So, I am always looking out for ways to make my favorites into tasty but healthy alternatives.
Voila. The classic tabbouleh salad but without the bulgur wheat. Yes, unfortunately I checked. Bulghur, though a whole grain, is still not gluten-free. So, I have two alternatives for you…quinoa and riced cauliflower. Some people are so sensitive to sugar spikes that quinoa can still be a problem. These are the people who can be sensitive to fruits like berries and even grapefruit, believe it or not. So…another alternative is the riced cauliflower, which can make the most innocent tabbouleh of all. Try it and let me know what you think:
- 1/4 cup olive oil
- 1/4 cup fresh lemon juice, or more to taste
- 3 large garlic cloves, minced
- 1 cup quinoa, prepared according to packaged directions, or riced cauliflower, which you can often find in the produce section of your grocery store or create yourself by pulsing cauliflower heads to the size of rice kernels.
- 1 cup chopped, seeded organic tomatoes
- 1/2 – 1 cup parsley, curly or Italian according to preference
- 2 large green onions, chopped. (you can use bulb onions if preferred)

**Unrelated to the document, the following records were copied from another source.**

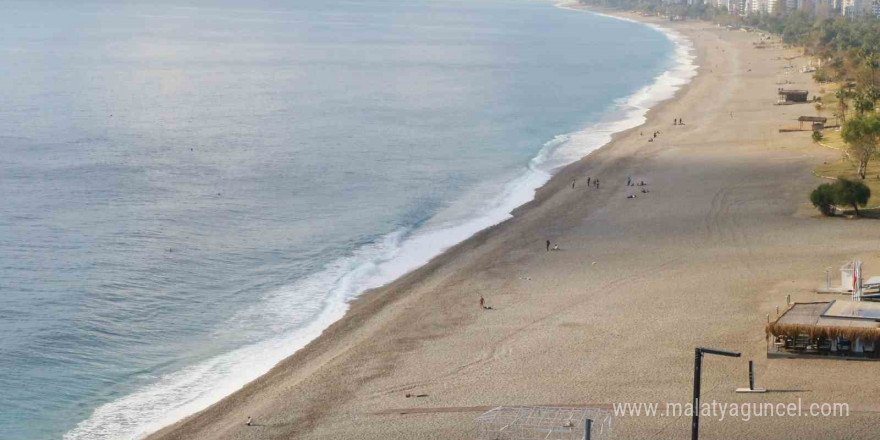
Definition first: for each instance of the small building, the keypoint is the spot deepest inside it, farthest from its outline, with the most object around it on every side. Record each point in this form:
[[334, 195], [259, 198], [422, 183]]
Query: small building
[[791, 96], [844, 329], [817, 122]]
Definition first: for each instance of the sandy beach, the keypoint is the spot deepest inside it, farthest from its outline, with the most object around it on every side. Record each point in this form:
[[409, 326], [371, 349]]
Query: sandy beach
[[725, 232]]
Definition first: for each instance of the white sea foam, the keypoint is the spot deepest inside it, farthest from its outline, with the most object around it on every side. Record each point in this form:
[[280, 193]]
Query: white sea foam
[[299, 313]]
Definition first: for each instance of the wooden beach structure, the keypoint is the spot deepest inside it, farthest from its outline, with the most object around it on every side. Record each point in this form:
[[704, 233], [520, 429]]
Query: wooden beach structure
[[792, 96], [817, 123], [832, 329]]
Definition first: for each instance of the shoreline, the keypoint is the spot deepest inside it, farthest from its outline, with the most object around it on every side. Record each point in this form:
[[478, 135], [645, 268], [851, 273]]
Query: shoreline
[[685, 60], [614, 316], [505, 205]]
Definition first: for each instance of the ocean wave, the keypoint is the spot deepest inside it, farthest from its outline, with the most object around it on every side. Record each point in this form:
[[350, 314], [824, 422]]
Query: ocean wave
[[299, 313]]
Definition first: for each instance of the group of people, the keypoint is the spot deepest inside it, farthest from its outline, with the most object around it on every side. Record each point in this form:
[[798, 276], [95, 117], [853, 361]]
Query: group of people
[[483, 304], [629, 182], [593, 182]]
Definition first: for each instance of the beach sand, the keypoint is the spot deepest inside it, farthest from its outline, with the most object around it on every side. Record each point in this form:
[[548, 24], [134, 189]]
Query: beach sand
[[725, 233]]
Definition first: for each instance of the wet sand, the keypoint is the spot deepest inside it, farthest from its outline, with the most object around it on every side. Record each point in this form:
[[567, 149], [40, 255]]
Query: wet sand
[[725, 233]]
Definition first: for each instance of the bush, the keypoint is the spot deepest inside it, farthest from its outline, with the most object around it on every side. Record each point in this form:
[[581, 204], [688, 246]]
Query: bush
[[851, 192], [823, 198], [841, 192]]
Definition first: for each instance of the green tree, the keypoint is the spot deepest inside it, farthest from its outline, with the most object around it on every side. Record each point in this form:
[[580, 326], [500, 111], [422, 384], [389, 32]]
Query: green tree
[[842, 95], [851, 192], [861, 135], [823, 198]]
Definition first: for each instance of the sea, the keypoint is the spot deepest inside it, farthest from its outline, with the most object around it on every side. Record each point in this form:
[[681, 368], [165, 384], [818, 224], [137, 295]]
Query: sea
[[194, 190]]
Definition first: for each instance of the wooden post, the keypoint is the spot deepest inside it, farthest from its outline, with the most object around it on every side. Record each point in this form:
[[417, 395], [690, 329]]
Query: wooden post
[[751, 375]]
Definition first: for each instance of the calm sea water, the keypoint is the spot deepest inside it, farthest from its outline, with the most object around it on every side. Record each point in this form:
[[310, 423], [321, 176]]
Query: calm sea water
[[193, 190]]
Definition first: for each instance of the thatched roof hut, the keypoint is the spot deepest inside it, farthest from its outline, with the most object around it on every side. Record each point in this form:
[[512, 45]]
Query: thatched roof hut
[[829, 320]]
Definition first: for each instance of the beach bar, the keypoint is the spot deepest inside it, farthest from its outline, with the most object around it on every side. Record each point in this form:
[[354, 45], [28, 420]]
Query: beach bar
[[843, 329], [792, 96]]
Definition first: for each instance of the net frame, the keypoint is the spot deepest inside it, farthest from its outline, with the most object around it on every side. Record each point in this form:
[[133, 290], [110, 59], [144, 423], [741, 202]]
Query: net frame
[[543, 423]]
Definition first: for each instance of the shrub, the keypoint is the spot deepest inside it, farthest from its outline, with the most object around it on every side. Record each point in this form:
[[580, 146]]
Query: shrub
[[823, 198], [851, 192]]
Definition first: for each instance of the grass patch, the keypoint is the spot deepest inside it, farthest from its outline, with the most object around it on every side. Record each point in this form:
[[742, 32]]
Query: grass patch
[[844, 168], [832, 139]]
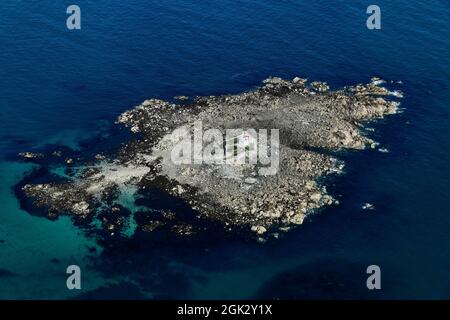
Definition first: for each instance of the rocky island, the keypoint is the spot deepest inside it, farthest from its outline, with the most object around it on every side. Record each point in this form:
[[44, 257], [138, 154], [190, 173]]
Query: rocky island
[[312, 123]]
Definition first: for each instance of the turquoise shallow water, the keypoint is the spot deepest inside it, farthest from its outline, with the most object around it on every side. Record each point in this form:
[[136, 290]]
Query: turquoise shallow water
[[61, 87]]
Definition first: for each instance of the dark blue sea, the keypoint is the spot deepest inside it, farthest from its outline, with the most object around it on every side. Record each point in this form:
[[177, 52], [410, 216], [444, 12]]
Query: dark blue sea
[[62, 87]]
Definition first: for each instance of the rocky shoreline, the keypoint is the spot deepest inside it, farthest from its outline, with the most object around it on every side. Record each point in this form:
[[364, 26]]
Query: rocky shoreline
[[313, 124]]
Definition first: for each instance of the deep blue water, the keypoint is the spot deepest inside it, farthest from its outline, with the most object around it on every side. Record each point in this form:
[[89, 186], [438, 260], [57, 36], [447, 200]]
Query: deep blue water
[[62, 87]]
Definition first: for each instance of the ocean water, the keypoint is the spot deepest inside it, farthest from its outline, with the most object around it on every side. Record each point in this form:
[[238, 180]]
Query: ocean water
[[62, 87]]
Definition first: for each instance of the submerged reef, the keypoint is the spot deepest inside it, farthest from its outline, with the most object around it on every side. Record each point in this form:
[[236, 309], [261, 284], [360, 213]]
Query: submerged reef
[[312, 122]]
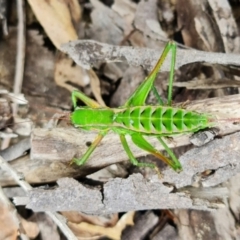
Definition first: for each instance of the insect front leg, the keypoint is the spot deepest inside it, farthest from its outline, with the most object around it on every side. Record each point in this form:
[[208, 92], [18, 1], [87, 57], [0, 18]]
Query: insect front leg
[[139, 140], [132, 159], [86, 155]]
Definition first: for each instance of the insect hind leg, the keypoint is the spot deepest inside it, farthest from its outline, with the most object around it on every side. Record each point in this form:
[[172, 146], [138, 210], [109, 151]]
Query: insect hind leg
[[139, 140], [81, 161], [132, 159]]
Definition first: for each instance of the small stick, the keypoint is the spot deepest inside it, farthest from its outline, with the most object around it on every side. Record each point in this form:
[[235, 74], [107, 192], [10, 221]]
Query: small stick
[[57, 218]]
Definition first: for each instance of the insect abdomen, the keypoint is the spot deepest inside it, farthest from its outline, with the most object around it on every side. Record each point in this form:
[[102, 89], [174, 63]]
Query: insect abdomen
[[160, 120]]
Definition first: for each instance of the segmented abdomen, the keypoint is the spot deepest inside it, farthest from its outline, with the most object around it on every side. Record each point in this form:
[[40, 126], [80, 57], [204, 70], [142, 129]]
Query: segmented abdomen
[[160, 120]]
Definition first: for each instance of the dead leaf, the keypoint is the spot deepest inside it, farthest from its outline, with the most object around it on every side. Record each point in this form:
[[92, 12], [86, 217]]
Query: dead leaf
[[9, 224], [110, 232], [66, 71]]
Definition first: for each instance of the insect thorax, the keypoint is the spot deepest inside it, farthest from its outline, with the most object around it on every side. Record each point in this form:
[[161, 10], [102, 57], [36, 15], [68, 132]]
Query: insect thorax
[[160, 120]]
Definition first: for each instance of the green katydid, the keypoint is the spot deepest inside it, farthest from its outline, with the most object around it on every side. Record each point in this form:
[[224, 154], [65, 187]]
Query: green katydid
[[136, 119]]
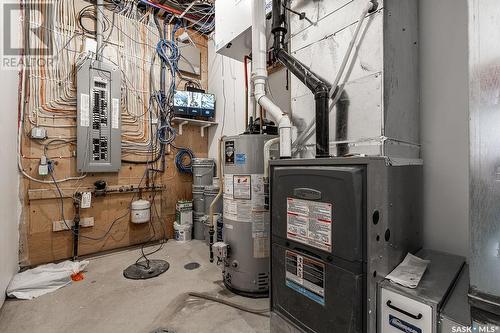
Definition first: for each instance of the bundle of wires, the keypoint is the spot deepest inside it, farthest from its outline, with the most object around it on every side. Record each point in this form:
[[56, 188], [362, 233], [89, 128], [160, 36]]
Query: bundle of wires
[[184, 160], [199, 15]]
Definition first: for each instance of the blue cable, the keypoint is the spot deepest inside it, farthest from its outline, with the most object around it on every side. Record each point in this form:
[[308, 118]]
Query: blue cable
[[183, 167]]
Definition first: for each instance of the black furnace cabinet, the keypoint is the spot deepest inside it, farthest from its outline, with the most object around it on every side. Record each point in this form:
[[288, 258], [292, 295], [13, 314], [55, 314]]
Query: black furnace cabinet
[[338, 227]]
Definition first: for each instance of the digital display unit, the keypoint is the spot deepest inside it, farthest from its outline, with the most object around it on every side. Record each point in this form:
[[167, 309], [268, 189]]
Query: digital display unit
[[194, 104]]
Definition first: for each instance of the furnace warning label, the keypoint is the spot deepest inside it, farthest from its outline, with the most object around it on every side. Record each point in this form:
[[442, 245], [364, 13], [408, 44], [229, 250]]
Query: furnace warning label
[[310, 223], [306, 276]]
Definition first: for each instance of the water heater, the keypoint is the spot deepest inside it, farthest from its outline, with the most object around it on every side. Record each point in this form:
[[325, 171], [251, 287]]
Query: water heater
[[246, 219]]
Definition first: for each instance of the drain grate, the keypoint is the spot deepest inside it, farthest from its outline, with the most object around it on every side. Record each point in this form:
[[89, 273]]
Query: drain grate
[[162, 330], [192, 266]]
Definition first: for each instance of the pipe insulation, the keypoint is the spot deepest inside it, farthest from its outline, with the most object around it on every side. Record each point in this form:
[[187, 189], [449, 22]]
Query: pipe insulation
[[260, 75], [319, 86]]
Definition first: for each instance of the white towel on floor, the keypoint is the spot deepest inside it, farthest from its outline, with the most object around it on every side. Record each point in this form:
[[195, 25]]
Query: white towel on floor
[[43, 279]]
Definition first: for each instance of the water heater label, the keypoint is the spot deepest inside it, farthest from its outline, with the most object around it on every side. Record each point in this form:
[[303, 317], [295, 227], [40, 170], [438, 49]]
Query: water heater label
[[306, 276], [84, 110], [310, 223]]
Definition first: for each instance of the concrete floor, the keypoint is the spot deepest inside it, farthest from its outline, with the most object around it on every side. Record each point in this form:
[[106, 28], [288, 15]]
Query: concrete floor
[[107, 302]]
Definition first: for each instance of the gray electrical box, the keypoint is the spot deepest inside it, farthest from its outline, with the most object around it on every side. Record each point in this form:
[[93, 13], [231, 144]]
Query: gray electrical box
[[98, 117]]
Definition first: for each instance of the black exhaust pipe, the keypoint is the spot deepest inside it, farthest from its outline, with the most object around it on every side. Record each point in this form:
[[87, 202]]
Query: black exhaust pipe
[[319, 86]]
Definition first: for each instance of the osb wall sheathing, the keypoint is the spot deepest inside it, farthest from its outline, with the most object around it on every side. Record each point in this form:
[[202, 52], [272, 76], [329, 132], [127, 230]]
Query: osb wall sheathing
[[40, 244]]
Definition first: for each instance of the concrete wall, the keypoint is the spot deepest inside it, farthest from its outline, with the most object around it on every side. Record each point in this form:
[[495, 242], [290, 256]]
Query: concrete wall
[[9, 203], [444, 123], [227, 81], [444, 110]]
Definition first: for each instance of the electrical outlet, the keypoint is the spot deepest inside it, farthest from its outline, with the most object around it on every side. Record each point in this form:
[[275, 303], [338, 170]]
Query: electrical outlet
[[85, 222]]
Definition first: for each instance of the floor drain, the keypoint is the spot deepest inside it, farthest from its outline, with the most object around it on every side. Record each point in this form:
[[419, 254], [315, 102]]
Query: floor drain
[[192, 266]]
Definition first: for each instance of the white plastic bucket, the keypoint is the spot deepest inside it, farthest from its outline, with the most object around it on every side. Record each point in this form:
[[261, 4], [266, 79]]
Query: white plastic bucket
[[182, 233]]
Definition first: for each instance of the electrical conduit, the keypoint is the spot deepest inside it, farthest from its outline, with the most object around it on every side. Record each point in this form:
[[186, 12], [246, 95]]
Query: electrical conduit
[[259, 77]]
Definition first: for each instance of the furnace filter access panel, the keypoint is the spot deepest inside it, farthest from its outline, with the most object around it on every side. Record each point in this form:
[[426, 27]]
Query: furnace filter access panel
[[318, 261]]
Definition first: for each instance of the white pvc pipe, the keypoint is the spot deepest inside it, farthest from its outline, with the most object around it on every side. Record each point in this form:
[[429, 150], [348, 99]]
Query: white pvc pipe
[[259, 76]]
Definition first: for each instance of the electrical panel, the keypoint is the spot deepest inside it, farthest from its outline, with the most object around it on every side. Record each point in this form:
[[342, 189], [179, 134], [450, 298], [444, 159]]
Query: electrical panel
[[98, 117]]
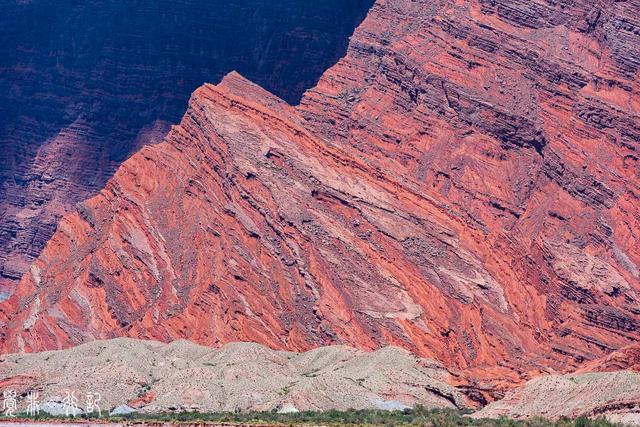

- 2 tablespoons chopped fresh mint, or if out of season, 1 1/2 tablespoons dried
- 1 cucumber chopped
Whisk oil, lemon juice and garlic in small bowl to blend. Set aside. Prepare quinoa according to package directions (usually one cup quinoa to two cups water, bring to boil, cover and reduce for 15 minutes). Let cool. If using riced cauliflower it will have been pulsed raw, so you can add immediately to tomatoes, parsley, cucumber, onions and mint. Add oil/lemon mixture and too to blend. Season with salt and pepper to taste. Cover and chill for at least 30 minutes to let flavors become acquainted. Serve or can be made 1 day ahead.
This should satisfy those Middle Eastern foodies who love the stuff but don’t want the wheaty aftermath!